[lbo-talk] Enthusiasm

Marv Gandall marvgand at gmail.com
Sat Oct 30 12:15:39 PDT 2010


On 2010-10-30, at 12:38 PM, Shane Mage wrote:


>
> On Oct 30, 2010, at 11:04 AM, Marv Gandall wrote:
>> ...The New Deal was the product in part of a rising and militant trade union movement, many of its activists inspired by the example of the Russian Revolution...
>
> This is so not true. The New Deal started on March 4 1933 with the Bank Holiday--an act of naked executive power--and was shaped in the next "hundred days." At the time the trade union movement was moribund, the CIO not even a glint in John L's eye.

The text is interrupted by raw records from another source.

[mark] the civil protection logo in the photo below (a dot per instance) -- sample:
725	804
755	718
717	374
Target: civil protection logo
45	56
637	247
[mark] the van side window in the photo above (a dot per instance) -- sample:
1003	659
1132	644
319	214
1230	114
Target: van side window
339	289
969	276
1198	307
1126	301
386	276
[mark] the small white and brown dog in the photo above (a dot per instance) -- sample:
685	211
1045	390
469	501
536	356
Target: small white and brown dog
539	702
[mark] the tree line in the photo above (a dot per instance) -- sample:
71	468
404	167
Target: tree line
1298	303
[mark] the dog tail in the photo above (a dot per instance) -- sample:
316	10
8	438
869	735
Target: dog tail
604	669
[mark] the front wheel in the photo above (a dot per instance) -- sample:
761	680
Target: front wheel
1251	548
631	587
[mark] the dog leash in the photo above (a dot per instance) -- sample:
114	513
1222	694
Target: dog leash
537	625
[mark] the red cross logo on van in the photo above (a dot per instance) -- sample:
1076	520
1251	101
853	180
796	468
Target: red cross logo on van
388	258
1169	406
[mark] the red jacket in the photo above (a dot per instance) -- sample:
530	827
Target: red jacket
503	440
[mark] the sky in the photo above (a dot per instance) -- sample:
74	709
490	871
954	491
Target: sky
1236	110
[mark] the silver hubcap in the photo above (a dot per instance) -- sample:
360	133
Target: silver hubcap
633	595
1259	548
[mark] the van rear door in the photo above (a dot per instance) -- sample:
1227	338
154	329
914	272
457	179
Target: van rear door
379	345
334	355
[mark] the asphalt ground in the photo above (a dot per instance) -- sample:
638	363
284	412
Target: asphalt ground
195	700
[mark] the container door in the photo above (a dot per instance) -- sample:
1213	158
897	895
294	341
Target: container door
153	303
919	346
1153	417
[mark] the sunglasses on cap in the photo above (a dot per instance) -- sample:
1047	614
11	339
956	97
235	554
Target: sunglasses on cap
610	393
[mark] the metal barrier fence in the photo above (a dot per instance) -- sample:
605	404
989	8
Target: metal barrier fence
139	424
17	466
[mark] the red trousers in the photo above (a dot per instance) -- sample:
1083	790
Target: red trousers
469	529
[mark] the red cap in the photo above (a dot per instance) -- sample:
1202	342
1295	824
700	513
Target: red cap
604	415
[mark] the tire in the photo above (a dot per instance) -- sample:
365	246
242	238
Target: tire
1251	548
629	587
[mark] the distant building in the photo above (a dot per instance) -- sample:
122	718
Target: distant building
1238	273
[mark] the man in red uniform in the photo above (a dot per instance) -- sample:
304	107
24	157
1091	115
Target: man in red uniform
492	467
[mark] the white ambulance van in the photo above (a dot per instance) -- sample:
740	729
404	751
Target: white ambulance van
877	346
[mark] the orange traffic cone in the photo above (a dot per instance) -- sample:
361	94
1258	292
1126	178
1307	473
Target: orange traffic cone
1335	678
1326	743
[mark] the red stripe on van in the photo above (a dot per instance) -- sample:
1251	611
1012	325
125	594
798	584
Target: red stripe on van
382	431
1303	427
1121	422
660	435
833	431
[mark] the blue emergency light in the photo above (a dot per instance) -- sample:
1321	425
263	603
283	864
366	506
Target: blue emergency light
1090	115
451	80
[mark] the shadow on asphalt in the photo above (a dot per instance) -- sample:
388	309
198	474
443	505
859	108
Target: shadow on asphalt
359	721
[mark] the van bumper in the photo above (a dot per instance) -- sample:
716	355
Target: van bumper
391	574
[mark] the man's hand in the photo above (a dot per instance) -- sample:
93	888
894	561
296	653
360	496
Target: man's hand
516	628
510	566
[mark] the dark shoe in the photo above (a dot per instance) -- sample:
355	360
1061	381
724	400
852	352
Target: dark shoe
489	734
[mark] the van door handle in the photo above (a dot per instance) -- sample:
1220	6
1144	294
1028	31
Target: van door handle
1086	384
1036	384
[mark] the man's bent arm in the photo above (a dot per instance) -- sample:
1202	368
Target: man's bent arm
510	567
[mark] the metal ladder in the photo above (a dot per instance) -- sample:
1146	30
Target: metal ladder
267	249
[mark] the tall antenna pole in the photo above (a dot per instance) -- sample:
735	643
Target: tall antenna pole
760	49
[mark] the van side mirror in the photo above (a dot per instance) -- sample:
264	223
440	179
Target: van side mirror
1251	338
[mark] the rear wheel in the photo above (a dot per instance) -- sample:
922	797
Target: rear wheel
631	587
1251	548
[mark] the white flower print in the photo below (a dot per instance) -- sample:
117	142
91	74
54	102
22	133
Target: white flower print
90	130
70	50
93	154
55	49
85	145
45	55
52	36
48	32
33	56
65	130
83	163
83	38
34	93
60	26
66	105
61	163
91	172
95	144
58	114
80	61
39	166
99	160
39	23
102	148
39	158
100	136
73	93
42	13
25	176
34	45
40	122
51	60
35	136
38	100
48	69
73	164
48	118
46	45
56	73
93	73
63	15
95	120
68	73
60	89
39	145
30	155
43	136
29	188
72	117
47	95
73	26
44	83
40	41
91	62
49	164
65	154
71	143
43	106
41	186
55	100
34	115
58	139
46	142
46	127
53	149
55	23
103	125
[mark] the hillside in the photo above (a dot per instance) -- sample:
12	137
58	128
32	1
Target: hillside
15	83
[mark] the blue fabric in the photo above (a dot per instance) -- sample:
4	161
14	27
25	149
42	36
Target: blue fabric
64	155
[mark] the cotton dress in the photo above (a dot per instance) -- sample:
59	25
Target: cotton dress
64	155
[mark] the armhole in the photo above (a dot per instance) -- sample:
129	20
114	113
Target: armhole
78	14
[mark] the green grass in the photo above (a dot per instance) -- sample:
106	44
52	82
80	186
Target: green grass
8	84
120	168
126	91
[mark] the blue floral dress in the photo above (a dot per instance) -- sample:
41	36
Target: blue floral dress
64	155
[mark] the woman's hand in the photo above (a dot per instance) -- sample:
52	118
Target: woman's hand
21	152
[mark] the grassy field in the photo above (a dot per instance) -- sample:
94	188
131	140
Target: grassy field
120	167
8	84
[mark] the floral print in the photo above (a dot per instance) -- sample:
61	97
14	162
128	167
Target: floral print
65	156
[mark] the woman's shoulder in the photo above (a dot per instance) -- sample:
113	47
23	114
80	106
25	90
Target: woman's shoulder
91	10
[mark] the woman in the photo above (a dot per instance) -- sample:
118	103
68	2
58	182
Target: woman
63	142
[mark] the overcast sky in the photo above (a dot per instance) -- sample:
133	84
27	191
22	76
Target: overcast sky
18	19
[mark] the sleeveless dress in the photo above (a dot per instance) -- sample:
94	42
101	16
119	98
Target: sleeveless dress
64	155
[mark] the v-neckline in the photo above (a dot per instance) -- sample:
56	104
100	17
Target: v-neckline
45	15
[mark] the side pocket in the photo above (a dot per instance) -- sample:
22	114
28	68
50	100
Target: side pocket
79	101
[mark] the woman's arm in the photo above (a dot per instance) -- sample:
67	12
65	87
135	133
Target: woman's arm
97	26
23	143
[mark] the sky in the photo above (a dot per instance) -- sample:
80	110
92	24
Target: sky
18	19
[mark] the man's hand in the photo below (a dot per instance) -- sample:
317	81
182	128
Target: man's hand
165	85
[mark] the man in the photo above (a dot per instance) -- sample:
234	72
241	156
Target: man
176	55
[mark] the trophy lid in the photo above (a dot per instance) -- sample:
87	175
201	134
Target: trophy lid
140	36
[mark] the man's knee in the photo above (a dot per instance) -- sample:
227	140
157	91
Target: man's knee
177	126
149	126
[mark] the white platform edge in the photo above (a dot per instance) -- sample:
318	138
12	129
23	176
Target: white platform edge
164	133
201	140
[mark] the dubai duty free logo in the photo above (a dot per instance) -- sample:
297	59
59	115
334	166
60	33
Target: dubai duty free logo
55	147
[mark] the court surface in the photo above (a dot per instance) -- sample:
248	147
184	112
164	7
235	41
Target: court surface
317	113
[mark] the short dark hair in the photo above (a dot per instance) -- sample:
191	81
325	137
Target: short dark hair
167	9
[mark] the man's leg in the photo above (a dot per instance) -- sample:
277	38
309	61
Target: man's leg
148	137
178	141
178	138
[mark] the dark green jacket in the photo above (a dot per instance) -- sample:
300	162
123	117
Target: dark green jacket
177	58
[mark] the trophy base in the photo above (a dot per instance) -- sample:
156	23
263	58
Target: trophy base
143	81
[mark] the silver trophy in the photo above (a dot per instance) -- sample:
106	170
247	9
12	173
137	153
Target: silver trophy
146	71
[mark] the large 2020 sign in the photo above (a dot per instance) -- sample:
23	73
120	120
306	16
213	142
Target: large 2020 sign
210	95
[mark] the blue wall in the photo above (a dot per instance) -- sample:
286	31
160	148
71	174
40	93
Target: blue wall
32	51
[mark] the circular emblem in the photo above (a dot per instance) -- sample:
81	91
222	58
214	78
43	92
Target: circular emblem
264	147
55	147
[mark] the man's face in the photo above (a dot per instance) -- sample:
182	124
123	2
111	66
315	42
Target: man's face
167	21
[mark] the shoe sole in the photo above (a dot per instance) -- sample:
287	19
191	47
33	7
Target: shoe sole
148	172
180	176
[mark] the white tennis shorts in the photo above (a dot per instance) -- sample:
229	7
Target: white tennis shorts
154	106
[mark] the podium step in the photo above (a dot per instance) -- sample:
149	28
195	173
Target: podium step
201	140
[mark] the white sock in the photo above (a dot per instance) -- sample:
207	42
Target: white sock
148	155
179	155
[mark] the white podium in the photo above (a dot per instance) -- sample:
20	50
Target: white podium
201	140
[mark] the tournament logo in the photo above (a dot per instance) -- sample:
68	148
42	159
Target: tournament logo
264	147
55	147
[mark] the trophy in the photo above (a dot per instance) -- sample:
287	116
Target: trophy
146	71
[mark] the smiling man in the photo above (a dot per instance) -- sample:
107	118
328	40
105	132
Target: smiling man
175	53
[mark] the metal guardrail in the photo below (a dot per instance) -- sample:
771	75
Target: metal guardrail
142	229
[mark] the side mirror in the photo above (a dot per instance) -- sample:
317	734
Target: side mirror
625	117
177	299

Agreed - my formulation was sloppy. The unions became important in FDR's second term. Funny, I corrected Woj on this point yesterday: "I suggest you go back and study the size and influence of the US trade unions and Socialist and Communist parties before and after the New Deal, as well as the pre-Keynesian economic orthodoxy prevailing in 1932. It was the rhetoric and policies of the New Deal which gave a powerful stimulus to the subsequent growth of the mass organizations and mass protest - not because FDR and the DP were radicals, but because their foremost concern was to boost mass purchasing power and revive growth."